LaHatte’s report on the incident says:
The allegation was that she had a relatively brief discussion with a man, which she found derogatory and which she considered was sexual harassment. The description was that he leaned towards her and took her ICANN identification tag. There was a general discussion about the food, and she said that he made the comment, “you can go make me a cheese sandwich”
But the complainant told DI a slightly different version of events that she said is more accurate:
[The man] approached me, pulled at my name tag, examined it and dropped it. A little later, he lifted my name tag and flipped it back and forth, asking me “Where are you from?”, leaned in, lecherously looked at me and then said, “do you know how to make a cheese sandwich?” I was taken aback and responded angrily with “Yes, that is why I came here, to make you cheese sandwiches.” He went on to throw another lecherous look my way and said, “Well, I love veg sandwiches.”
According to LaHatte, the man in question flatly denies that the incident even took place.
The complainant says the incident can be defined as sexual harassment under the UN Convention on the Elimination of all Forms of Discrimination Against Women, Indian law (she is Indian), and the ICANN corporate policy against sexual harassment among its staff.
Neither party is a member of ICANN staff.

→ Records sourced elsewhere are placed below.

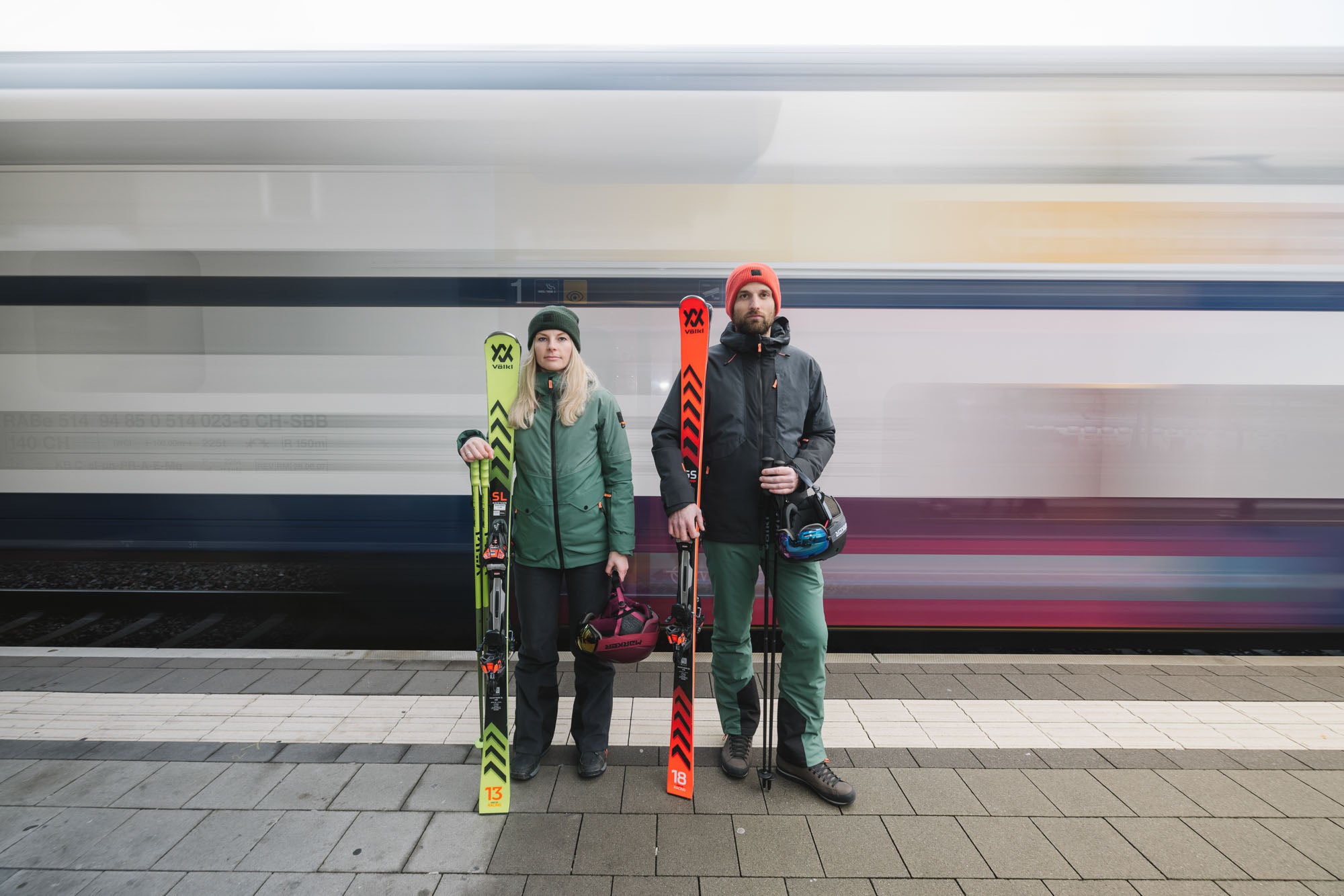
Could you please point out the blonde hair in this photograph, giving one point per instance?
(572, 402)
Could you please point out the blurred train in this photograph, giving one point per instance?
(1079, 311)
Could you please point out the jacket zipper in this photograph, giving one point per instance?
(556, 479)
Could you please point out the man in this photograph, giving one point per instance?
(764, 400)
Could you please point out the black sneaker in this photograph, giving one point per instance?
(822, 780)
(523, 766)
(592, 764)
(733, 756)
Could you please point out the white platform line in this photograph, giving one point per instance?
(644, 722)
(467, 656)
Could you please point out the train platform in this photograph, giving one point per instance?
(321, 772)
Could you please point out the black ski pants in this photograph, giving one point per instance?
(537, 688)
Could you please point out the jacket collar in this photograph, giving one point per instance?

LaHatte says in his report that he has not considered jurisdiction or matters of definition, given that he was unable to even establish the facts of the incident.
In this complaint, the matters alleged cannot be considered serious by any standard. If in fact the action and statement were made, it may have been a lapse of good manners and insensitive to gender. Such issues need to be taken in proportion, and best practice is not to debate this in a public forum where the issues are not yet clear…
However any chance of discussing the comments has been compromised by the decision to identify the other party before my investigation could be completed, and for the parties to have had a full opportunity to consider the alternative versions. The other party has been publically named without an opportunity to make any comment or denial of the incident. It is also part of my role as the ombudsman to ensure that standards of procedural fairness are met, and the premature publication regrettably does not meet the standards of natural justice, because the parties have a right to be heard before this occurred.
LaHatte names the complainant (who waived her right to confidentiality) but not the man (who didn’t) in his report.